The top 5 or so blocked domains seem MS telemetry related, but they are not overly excessive.
Still, you may try to tune those down a bit by configuring your Windows clients according to BSI recommendations, see e.g. Schritt-für-Schritt-Anleitung: Telemetriedaten-Übertragung bei Windows 10 Home abschalten – Datenschutz – Unter dem Radar.

Likewise, 94 is not that a large count of REFUSED replies, indicating that while excessive DNS requests have happened, they are not likely to be your main issue.

Instead, this may suggest that your upstream DNS servers are unresponsive at times, further supported by roughly 20% of your DNS requests shown as UNKNOWN, which commonly may happen when Pi-hole did not receive a reply for a forwarded DNS request.

You are using unbound as Pi-hole's upstream, and unbound would be a bit slower than a public caching resolver when resolving a domain for the first time (but quicker for domains it has already cached).

In addition, unbound requires correct time information, which may be off on RTC-less systems like your RPi, especially after periods of longer shutdowns, resulting in no DNS resolution until the time is resync'ed with a time server.

And indeed, your two top allowed domains are for time servers.

As you are operating a FritzBox router, and that router can be configured to act as a local time server, you could consider to shadow time.nist.gov and pool.ntp.org via Local CNAME records to time.fritz.box, creating a Local DNS record for time.fritz.box pointing to your router's IP address.

If Pi-hole's Conditional Forwarding is enabled, those DNS records would allow time to be sync'ed via the given CNAMEs even if your system's time would be off by too much for unbound to succesfully resolve any domain at all (due to failing DNSSEC validation).

1 Like

My Win11 on my business-Laptop does not allow for changing that - I contacted my Group-IT, perhaps they'll change the settings, thanks for the link, didn't know, that such a recommendation existed.

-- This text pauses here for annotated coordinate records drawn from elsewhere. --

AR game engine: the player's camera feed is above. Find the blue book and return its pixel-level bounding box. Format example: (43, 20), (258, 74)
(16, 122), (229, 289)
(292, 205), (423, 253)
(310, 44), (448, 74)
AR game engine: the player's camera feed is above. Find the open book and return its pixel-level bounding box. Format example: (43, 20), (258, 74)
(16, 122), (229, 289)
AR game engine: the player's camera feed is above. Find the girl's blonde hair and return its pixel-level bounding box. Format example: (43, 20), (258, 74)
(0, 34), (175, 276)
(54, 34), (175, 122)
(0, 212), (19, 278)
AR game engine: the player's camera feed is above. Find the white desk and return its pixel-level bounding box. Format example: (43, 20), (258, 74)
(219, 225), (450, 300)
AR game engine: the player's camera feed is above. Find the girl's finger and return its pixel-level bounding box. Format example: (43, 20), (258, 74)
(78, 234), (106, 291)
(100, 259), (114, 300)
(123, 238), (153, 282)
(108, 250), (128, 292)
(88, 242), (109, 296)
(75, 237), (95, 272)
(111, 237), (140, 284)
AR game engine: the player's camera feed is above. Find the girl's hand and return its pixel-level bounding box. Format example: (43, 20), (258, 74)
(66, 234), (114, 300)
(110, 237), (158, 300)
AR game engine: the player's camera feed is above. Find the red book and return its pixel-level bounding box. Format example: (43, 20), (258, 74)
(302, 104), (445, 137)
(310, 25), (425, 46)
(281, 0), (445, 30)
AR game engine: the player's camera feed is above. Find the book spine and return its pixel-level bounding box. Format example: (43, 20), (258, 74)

Thanks, did configure Pi-Hole accordingly. but my pi-hole should already ask my FritzBox, according to my /etc/systemd/timesyncd.conf:

[Time]
NTP=fritz.box
FallbackNTP=0.debian.pool.ntp.org 1.debian.pool.ntp.org 2.debian.pool.ntp.org 3.debian.pool.ntp.org
RootDistanceMaxSec=5
PollIntervalMinSec=32
PollIntervalMaxSec=2048

This topic was automatically closed 21 days after the last reply. New replies are no longer allowed.